Doctor Vardaman took his way from the Turner Building, walking fast in a brown study; such was his preoccupation that twenty steps from the entrance he collided with a young man carrying a green cloth bag, weighted with books or papers, heading for the stairs.
"Hello, Doctor!" he began to apologise. "I didn't know it was you. Why, it's great to see you down here. Come up and take a look at my office."

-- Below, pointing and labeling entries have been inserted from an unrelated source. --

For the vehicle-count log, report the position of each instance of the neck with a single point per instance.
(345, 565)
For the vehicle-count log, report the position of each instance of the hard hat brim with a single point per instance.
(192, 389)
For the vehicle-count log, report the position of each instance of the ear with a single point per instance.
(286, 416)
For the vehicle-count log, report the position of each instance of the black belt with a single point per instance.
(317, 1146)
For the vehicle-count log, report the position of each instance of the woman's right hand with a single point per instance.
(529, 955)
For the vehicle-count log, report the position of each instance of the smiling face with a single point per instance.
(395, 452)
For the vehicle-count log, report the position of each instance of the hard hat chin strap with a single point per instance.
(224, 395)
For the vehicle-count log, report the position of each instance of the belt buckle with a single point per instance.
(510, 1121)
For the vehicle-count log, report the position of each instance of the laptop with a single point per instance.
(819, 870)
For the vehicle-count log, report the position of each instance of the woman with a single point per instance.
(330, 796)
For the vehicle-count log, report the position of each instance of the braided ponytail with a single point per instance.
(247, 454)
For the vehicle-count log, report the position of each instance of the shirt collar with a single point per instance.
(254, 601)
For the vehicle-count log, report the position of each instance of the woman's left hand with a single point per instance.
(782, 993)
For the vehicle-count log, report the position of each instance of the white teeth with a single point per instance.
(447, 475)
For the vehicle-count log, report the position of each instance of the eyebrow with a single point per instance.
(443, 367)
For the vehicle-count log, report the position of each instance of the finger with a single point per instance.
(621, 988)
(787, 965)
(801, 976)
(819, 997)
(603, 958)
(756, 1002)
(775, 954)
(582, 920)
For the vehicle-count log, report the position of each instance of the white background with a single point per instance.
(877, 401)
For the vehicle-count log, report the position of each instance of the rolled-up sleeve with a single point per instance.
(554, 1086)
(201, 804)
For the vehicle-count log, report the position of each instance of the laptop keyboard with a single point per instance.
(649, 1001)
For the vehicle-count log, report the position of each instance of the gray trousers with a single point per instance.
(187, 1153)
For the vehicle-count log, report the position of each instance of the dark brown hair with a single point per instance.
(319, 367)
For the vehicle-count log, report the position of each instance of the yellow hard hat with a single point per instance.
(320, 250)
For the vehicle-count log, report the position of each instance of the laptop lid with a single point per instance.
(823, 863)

"I've just been up in the building, Harvey," said the old gentleman, recognising him. "I ought to be home sitting down to my luncheon this minute. Huddesley would discharge me if I were not on time. I went up to see Ogden about those signboards on Richmond Avenue." He paused and then some indefinable feeling prompted him to add: "Fine office Colonel Pallinder has, hasn't he? The building is certainly very complete and well-equipped; you ought to have seen the two-story frame shanty where I first hung out my shingle. It was over a grocery with an outside stairs leading up to it."